Sinceramente per me non è stato solo un riconoscimento sul piano professionale, ma anche una grande opportunità per divulgare idee e concetti su cui lavoriamo da anni, ossia principalmente l’educazione interculturale e le competenze interculturali. E poi ricevere così tanta approvazione e supporto a livello internazionale è stato incoraggiante.
- Che cosa è emerso nel corso dei 3 giorni in Corea?
Nel corso dei giorni vissuti in Corea ho avuto l’opportunità di interagire con tanti e tante docenti e ricercatori da tutto il mondo. Ho provato un po’ di disappunto sul piano internazionale poiché molte ricerche sono ferme nei concetti degli anni Sessanta e Settanta, in cui, ad esempio, sono ancora impiegati termini come razza. E non solo negli Stati Uniti ma anche nei Paesi asiatici. Oppure il modello principale viene visto ancora in quello multiculturale, ossia la conoscenza reciproca e nel rispetto, che sicuramente sono elementi fondamentali per gli esseri umani, ma, come dice l’approccio interculturale, bisogna andare oltre, dove e quando è possibile.
Bisogna provare a iniziare un rapporto dialogico e interattivo, basato sull’incontro, sul dialogo e anche sulla gestione dei conflitti. Si pensi ad esempio che uno dei relatori principali proveniente dalla California che ancora parla di ethnic studies, nominando più volte la popolazione asiatica-americana. Come si fa a pensare un gruppo omogeneo di persone e definirle come asiatiche-americane?
- Quali collaborazioni future potranno nascere a livello internazionale per il nostro ateneo?

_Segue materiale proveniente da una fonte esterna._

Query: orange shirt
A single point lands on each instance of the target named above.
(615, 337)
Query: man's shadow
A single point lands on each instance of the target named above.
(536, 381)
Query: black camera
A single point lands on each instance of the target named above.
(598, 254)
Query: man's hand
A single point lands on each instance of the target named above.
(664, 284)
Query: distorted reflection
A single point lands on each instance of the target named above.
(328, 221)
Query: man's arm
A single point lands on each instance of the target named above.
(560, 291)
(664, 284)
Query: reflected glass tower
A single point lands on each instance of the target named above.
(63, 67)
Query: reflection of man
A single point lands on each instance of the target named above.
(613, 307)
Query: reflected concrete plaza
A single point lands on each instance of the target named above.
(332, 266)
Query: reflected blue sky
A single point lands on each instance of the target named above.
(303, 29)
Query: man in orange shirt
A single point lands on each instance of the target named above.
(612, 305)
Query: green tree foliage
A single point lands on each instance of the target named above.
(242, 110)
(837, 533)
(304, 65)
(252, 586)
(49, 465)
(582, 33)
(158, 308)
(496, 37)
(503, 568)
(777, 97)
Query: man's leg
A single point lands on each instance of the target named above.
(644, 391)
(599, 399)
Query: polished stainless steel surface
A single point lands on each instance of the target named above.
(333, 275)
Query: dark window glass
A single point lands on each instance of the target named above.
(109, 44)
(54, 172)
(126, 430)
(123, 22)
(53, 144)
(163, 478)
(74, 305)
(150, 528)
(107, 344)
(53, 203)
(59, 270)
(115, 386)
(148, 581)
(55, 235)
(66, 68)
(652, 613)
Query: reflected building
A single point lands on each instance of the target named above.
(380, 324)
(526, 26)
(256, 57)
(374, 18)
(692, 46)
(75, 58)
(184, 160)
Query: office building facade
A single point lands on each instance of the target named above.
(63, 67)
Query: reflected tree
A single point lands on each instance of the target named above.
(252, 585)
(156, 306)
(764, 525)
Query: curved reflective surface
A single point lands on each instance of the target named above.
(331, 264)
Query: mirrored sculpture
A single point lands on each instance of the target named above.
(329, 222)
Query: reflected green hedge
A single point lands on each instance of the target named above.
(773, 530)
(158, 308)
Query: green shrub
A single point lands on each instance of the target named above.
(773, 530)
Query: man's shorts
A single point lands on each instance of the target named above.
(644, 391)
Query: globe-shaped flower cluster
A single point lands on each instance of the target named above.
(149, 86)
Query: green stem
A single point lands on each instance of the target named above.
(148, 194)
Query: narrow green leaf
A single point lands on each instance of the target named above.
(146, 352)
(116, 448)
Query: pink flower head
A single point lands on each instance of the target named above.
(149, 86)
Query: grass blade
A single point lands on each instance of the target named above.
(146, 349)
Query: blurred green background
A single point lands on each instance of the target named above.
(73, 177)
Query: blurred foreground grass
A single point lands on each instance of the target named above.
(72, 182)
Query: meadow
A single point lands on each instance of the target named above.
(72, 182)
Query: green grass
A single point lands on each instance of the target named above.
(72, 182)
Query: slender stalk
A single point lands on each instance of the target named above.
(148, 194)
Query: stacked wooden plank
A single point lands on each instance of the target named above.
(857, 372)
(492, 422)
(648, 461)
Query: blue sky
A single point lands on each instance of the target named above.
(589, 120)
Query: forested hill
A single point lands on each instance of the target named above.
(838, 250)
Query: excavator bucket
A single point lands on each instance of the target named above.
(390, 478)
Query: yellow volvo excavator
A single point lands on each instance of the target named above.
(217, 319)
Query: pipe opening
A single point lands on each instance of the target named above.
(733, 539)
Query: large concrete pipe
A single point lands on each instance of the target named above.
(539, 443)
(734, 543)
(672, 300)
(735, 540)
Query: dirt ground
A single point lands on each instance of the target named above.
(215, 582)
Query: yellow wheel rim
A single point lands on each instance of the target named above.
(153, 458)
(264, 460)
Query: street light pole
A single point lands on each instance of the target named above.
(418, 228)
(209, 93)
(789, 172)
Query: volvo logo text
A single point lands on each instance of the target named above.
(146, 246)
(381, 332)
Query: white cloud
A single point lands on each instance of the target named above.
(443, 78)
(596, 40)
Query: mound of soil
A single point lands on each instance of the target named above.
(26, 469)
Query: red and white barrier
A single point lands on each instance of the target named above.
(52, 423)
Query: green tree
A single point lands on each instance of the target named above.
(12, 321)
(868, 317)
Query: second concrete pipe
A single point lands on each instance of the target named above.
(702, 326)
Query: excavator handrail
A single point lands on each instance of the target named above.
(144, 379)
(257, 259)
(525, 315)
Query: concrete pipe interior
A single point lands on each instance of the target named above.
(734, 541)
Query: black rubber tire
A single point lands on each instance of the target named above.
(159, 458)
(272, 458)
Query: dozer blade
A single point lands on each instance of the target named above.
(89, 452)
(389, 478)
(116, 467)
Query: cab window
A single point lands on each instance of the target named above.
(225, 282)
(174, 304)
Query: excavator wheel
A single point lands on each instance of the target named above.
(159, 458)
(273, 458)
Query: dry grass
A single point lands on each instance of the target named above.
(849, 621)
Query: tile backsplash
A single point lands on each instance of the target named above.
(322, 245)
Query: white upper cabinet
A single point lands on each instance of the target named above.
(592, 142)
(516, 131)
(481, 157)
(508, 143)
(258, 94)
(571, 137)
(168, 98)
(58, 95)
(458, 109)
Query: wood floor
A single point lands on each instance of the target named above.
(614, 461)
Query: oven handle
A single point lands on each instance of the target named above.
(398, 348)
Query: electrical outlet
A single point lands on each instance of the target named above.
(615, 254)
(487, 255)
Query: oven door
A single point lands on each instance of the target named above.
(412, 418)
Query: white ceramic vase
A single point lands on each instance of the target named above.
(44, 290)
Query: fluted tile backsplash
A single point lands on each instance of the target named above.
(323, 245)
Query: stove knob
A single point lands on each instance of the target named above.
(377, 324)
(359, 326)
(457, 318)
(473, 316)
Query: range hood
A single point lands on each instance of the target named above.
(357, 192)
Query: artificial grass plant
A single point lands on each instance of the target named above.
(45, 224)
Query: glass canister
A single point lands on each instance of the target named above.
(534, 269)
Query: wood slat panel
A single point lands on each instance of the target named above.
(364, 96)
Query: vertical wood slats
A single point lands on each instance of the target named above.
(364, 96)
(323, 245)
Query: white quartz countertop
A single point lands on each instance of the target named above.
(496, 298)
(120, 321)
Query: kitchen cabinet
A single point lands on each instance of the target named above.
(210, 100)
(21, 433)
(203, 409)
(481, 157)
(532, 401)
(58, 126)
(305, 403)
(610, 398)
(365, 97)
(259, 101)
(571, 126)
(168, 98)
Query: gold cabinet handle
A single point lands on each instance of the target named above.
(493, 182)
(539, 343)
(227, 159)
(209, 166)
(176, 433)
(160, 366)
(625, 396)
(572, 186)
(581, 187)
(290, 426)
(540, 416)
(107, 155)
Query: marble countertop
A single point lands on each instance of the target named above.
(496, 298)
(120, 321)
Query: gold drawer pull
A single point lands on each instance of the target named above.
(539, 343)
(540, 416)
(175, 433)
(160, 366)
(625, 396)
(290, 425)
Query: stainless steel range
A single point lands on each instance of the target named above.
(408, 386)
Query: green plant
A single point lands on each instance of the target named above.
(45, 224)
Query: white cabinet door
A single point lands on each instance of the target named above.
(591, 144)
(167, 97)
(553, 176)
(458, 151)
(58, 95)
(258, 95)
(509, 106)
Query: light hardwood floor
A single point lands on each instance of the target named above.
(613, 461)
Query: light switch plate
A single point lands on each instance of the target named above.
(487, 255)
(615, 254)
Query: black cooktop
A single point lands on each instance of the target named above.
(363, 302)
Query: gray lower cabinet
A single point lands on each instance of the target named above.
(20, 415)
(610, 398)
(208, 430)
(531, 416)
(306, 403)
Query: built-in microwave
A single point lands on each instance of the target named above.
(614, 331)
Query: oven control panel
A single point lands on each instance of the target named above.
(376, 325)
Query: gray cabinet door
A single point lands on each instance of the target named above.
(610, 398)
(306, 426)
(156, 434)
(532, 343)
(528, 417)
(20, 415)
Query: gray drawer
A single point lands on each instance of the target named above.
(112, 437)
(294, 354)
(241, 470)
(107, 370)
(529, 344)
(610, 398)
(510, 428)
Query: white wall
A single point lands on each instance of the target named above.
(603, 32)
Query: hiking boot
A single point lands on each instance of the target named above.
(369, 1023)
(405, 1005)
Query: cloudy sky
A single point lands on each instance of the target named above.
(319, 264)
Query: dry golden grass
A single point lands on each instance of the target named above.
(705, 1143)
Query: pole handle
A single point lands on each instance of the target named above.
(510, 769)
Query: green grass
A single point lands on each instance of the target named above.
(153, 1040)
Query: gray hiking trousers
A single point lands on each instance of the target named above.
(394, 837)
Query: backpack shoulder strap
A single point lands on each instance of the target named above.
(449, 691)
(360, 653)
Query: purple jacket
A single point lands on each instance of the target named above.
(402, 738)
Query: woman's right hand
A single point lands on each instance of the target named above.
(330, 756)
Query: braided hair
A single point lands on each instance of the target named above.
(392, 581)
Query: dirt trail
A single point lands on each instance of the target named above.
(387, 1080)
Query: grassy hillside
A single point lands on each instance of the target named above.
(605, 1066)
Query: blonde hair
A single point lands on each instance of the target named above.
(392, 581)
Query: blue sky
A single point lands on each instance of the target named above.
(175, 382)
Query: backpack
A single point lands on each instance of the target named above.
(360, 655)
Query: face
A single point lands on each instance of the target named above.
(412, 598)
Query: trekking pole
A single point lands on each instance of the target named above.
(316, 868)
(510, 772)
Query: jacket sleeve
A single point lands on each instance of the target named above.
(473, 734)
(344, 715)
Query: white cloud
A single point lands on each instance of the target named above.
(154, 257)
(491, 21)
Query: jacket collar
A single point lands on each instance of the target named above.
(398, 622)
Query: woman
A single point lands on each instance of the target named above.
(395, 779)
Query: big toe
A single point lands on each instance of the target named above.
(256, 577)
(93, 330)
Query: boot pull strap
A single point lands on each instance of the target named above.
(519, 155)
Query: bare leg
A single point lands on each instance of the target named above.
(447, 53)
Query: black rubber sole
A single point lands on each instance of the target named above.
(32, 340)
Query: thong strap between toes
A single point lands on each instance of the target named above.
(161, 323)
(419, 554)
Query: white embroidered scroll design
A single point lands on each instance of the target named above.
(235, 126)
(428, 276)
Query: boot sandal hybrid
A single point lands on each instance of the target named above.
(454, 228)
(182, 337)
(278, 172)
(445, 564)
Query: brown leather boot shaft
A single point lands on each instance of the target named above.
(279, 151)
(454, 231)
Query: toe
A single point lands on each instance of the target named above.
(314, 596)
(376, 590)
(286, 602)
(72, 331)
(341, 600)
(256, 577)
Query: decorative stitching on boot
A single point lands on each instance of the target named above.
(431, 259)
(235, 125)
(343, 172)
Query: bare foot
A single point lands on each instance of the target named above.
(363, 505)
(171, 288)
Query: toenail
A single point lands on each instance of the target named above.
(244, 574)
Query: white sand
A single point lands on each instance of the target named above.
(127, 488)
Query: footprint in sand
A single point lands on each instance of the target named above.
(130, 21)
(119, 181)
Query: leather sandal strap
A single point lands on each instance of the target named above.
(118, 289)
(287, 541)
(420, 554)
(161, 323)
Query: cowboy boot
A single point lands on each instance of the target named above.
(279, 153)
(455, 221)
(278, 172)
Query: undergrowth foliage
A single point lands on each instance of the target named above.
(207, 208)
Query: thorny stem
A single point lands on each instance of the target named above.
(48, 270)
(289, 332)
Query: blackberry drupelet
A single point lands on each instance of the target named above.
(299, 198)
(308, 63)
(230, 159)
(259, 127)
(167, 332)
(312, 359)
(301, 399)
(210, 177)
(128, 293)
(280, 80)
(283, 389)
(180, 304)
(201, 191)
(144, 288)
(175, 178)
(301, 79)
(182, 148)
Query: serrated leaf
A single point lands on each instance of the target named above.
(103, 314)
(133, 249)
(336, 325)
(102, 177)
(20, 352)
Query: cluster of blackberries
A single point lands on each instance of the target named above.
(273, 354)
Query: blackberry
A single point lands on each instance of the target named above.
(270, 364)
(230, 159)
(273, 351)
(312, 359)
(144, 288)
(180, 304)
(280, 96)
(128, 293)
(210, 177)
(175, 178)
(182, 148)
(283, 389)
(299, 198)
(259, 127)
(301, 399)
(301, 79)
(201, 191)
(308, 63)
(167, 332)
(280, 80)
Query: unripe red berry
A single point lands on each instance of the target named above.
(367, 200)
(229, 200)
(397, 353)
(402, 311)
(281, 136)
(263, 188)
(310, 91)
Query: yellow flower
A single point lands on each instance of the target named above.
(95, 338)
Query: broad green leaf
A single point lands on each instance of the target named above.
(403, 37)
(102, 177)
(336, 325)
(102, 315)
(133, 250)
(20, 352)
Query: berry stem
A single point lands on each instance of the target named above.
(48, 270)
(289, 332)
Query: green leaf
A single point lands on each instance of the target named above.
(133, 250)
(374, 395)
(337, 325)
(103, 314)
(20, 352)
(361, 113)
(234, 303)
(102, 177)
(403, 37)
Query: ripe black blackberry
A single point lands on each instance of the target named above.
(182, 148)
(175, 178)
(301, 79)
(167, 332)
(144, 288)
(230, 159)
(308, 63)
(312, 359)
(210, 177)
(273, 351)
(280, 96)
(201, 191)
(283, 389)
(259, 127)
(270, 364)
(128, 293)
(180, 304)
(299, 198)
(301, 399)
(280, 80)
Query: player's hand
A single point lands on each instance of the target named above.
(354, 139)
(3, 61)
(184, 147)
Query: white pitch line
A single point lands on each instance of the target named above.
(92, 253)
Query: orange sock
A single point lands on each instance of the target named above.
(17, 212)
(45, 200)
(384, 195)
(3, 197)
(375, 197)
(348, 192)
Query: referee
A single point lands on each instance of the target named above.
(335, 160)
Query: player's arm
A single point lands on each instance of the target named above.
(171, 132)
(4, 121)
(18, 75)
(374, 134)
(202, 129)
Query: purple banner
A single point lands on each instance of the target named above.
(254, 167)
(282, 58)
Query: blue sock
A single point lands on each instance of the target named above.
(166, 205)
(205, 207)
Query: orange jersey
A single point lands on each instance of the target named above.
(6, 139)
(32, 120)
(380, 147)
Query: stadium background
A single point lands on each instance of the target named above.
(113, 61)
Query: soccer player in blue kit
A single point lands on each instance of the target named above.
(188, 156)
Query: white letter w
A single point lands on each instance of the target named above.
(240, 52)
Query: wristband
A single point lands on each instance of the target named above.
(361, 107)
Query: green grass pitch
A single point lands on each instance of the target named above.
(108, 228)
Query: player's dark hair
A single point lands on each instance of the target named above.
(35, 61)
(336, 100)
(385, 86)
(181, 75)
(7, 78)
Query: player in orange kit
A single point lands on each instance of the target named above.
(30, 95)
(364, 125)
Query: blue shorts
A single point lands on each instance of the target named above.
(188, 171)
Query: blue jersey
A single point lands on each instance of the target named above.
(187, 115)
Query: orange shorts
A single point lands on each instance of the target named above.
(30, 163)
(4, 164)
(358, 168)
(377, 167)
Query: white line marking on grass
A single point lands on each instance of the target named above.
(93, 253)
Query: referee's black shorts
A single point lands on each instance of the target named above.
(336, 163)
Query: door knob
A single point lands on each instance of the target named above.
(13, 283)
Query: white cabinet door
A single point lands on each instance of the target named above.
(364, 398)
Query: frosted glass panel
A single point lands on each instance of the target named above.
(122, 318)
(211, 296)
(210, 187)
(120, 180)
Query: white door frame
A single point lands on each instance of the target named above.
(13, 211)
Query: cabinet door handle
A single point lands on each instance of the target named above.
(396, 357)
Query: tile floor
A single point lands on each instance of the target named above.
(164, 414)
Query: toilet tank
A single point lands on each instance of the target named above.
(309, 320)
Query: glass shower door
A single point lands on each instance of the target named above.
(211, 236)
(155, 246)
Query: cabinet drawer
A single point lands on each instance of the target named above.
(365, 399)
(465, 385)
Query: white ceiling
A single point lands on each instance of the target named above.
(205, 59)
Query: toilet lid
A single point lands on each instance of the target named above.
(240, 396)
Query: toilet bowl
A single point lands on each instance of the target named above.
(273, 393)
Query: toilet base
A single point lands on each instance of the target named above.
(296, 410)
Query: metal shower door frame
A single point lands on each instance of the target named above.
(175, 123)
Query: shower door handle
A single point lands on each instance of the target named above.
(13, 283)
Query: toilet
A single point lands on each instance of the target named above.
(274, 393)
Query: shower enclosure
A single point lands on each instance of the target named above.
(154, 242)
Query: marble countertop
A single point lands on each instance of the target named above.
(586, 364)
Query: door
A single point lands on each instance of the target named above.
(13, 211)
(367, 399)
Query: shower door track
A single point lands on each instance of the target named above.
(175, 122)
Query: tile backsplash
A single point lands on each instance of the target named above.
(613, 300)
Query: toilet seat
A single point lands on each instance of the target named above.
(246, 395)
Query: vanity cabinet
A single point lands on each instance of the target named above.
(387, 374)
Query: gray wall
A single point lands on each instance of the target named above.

Sicuramente potranno nascere accordi di collaborazione da un punto di vista degli studenti e studentesse per la mobilità internazionale, ma anche accordi su ricerche e anche lauree congiunte. Dipende da noi come ateneo e dipende da loro. L’università coreana che mi ha invitato, Seul National University, è tra le più prestigiose fra i paesi asiatici e nel mondo. Viene paragonata ad Harvard e questo significa una grande opportunità per il nostro ateneo.